CIO Steve Edmundson attributed the pension fund's outperformance to being slightly overweight in private equity, which he said had relatively strong performance for the fiscal year. In addition, the pension fund rebalanced $2.7 billion out of U.S. stocks at the end of October, shielding the fund from the full brunt of the market declines in the first half of 2022, Mr. Edmundson said.
The $54.3 billion pension fund also outperformed its policy benchmarks on a three-, five-, and 10-year basis, earning gross returns of 9%, 8.8% and 9.2%, respectively. The benchmark returns for the respective periods were 7.1%, 7.6% and 8.6%.
The pension fund had earned a gross return of 27.3% for the fiscal year ended June 30, 2021.
Private markets was the pension fund's top-performing asset class, posting a gross return of 22%, which eclipsed its 2.9% benchmark. All other asset classes posted negative returns. Fixed income returned a gross -2.8%; followed by U.S. stocks, which returned -10.4%; and international stocks, which returned -16.2%. Their respective benchmarks were -3.5%, -10.6% and -16.8%.
The overall return comes amid a challenging market environment in public equities and fixed income.
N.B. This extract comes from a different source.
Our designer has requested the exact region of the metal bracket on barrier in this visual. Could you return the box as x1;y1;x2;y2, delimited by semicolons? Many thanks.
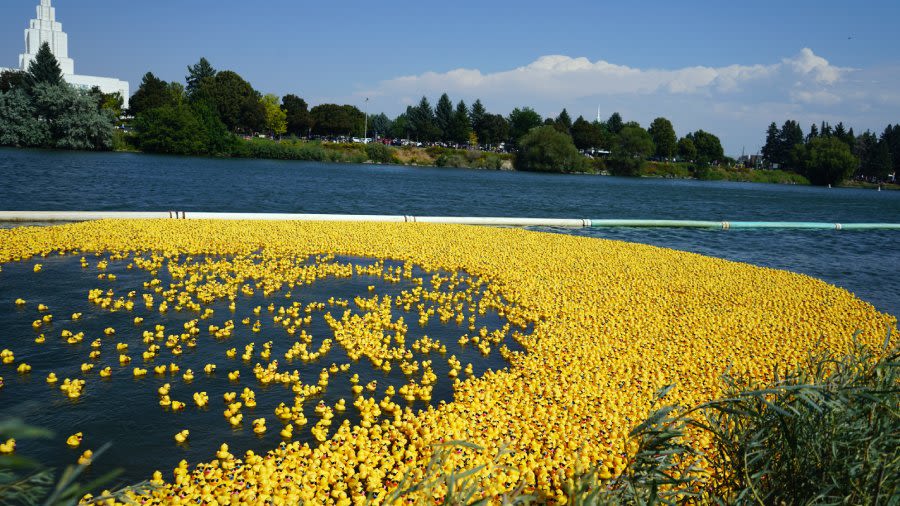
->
722;221;730;230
For the year ended June 30, the Russell 3000 index and Bloomberg U.S. Aggregate Bond index returned -13.9% and -10.3%, respectively, compared with returns of 44.2% and 4.6% for the year ended June 30, 2021.
As of June 30, the actual allocation was 40.2% U.S. stocks, 26.8% U.S. bonds, 16.8% international stocks, 9.2% private equity, 6.4% private real estate and the rest in cash.
The target allocation is 42% U.S. stocks, 28% U.S. bonds, 18% international stocks and 12% private markets.